12 Soweit sich die Revision weiters gegen die Annahme der Verfügbarkeit einer innerstaatlichen Fluchtalternative für den Revisionswerber in der Stadt Mazar‑e Sharif wendet und die Heranziehung veralteter Länderbericht rügt, ist auf die ständige Rechtsprechung des Verwaltungsgerichtshofes zu verweisen, wonach es nicht ausreicht, die Außerachtlassung von Verfahrensvorschriften zu behaupten, ohne die Relevanz der behaupteten Verfahrensmängel aufzuzeigen (vgl. VwGH 25.6.2019, Ra 2018/19/0644, mwN).

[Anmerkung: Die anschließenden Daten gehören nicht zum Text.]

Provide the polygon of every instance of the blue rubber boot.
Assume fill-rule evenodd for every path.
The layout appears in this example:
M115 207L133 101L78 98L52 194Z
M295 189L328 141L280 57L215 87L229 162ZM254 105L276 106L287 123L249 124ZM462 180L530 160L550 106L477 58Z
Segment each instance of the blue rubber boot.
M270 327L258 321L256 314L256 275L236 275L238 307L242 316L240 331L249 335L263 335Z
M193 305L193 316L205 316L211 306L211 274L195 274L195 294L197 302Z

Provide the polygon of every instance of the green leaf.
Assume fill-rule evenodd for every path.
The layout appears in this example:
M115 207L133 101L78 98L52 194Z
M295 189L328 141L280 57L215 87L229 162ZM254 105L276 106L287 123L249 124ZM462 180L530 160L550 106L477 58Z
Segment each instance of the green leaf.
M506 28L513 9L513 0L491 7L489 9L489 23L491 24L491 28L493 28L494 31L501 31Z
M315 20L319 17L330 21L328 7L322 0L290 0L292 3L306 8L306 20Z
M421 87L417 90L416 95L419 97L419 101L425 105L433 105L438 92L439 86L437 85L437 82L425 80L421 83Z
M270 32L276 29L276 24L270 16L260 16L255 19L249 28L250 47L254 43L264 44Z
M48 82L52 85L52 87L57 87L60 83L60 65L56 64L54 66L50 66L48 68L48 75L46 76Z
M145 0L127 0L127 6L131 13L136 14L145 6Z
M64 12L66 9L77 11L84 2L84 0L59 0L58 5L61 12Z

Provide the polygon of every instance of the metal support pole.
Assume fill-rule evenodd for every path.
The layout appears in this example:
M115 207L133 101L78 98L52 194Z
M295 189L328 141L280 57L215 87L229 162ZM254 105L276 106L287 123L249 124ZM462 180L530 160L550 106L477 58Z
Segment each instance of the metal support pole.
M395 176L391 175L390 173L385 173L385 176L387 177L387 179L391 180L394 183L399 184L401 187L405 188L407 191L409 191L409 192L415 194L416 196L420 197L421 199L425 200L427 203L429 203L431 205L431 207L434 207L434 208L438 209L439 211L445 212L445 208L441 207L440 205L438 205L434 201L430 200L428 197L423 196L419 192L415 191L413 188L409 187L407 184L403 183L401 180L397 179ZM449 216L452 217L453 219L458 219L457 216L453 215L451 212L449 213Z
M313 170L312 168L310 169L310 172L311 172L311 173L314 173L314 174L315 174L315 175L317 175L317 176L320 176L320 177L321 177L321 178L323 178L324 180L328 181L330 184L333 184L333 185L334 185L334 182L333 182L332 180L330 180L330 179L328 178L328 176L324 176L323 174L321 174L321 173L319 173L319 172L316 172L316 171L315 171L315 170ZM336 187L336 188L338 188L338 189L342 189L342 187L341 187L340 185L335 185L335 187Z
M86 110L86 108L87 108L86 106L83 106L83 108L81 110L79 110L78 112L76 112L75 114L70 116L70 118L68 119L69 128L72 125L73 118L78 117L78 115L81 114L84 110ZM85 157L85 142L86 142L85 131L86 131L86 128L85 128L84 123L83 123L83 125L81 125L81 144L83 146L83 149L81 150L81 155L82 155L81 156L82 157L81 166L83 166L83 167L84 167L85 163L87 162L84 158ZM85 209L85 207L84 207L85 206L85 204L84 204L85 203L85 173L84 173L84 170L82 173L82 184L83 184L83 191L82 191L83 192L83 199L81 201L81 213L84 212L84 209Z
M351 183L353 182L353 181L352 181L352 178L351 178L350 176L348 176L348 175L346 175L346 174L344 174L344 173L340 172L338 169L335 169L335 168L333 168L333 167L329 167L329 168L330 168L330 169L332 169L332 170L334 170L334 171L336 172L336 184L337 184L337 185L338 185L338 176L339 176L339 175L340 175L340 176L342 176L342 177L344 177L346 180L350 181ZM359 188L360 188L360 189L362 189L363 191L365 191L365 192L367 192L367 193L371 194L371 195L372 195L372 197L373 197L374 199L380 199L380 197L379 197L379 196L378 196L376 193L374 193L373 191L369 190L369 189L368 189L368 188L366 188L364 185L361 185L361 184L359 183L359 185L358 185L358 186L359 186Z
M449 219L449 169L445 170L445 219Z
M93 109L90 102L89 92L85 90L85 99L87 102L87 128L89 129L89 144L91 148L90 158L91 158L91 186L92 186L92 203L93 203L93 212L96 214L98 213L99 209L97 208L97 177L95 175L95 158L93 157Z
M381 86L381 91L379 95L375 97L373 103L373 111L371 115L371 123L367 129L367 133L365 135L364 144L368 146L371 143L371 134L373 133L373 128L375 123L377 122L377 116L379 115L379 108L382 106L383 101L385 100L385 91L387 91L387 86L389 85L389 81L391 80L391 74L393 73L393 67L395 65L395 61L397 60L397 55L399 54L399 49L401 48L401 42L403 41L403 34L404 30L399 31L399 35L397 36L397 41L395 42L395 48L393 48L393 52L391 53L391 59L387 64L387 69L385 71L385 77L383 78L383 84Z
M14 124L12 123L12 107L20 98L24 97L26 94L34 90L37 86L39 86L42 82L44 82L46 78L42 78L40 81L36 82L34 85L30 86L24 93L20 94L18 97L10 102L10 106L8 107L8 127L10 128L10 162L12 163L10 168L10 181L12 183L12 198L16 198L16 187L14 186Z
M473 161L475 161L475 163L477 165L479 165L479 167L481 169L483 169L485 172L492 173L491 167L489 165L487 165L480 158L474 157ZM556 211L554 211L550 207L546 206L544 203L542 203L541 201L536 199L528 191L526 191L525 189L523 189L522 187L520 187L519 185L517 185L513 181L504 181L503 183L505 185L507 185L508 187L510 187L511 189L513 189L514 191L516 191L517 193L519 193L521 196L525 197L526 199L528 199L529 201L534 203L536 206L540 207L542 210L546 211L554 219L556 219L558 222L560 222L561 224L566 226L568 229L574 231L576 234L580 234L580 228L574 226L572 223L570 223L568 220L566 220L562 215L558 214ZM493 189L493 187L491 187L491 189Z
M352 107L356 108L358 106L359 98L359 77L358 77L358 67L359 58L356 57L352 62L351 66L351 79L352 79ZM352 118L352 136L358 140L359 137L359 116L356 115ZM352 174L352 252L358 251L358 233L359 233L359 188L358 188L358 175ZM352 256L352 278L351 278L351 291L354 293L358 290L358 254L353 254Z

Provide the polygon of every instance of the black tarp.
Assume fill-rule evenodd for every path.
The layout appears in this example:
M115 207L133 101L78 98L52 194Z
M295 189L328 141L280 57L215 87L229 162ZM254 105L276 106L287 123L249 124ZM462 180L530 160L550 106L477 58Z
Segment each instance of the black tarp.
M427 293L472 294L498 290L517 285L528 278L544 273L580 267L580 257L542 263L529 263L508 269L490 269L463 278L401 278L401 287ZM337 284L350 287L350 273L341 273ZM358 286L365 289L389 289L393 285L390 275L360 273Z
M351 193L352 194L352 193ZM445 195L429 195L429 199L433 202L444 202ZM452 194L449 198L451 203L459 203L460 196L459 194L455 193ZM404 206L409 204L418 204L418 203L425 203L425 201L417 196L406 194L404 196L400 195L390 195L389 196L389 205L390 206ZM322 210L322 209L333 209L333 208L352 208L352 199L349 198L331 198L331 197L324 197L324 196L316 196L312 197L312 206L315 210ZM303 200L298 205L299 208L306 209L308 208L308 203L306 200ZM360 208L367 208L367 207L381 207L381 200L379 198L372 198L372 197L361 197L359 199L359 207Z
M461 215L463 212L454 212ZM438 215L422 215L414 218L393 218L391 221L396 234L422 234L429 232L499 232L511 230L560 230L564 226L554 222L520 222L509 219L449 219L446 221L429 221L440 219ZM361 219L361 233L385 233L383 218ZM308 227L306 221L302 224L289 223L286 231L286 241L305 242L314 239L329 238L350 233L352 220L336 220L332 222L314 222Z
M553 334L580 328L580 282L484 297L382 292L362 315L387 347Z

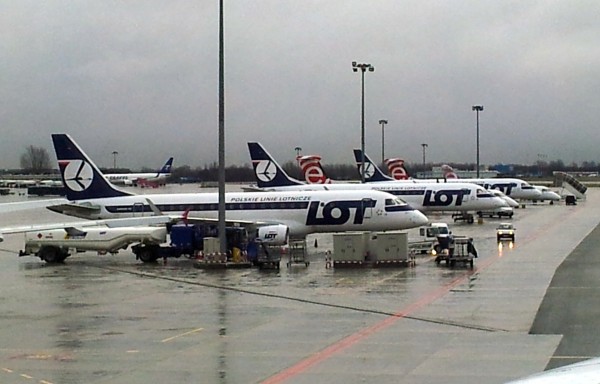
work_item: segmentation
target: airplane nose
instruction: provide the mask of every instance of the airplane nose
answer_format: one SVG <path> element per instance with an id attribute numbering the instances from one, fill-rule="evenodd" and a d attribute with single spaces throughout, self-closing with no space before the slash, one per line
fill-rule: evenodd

13 Dies gelingt der Revision nicht. Entgegen dem Revisionsvorbringen traf das Bundesverwaltungsgericht fallbezogen hinreichend aktuelle Feststellungen zur Sicherheits- und Versorgungslage in Mazar‑e Sharif und setzte sich mit den persönlichen Umständen des Revisionswerbers auseinander. Es entspricht in Bezug auf Afghanistan der Rechtsprechung des Verwaltungsgerichtshofes, dass einem arbeitsfähigen Asylwerber, der über Schulbildung und Berufserfahrungen verfügt, der eine der Landessprachen Afghanistans beherrscht, mit den kulturellen Gepflogenheiten seines Herkunftsstaates vertraut ist, auch ohne soziale und familiäre Anknüpfungspunkte in Mazar‑e Sharif eine innerstaatliche Fluchtalternative offen steht, und zwar selbst dann, wenn er nicht in Afghanistan geboren wurde, dort nie gelebt und keine Angehörigen in Afghanistan hat, sondern im Iran aufgewachsen und dort in die Schule gegangen ist (vgl. VwGH 27.5.2020, Ra 2019/14/0394, mwN; zur Lage nach Afghanistan rückkehrender Hazara vgl. VwGH 23.10.2019, Ra 2019/19/0282). Die Revision greift die der Beurteilung des Bundesverwaltungsgerichts zugrunde liegenden Feststellungen des Revisionswerbers nur unsubstantiiert an. Es gelingt ihr nicht aufzuzeigen, dass das Bundesverwaltungsgericht bei seiner Prüfung von den in der Rechtsprechung aufgestellten Leitlinien abgewichen und dem Revisionswerber die Inanspruchnahme der innerstaatlichen Fluchtalternative unzumutbar wäre.

14 In der Revision werden somit keine Rechtsfragen aufgeworfen, denen im Sinne des Art. 133 Abs. 4 B‑VG grundsätzliche Bedeutung zukäme. Die Revision war daher gemäß § 34 Abs. 1 VwGG ohne weiteres Verfahren zurückzuweisen.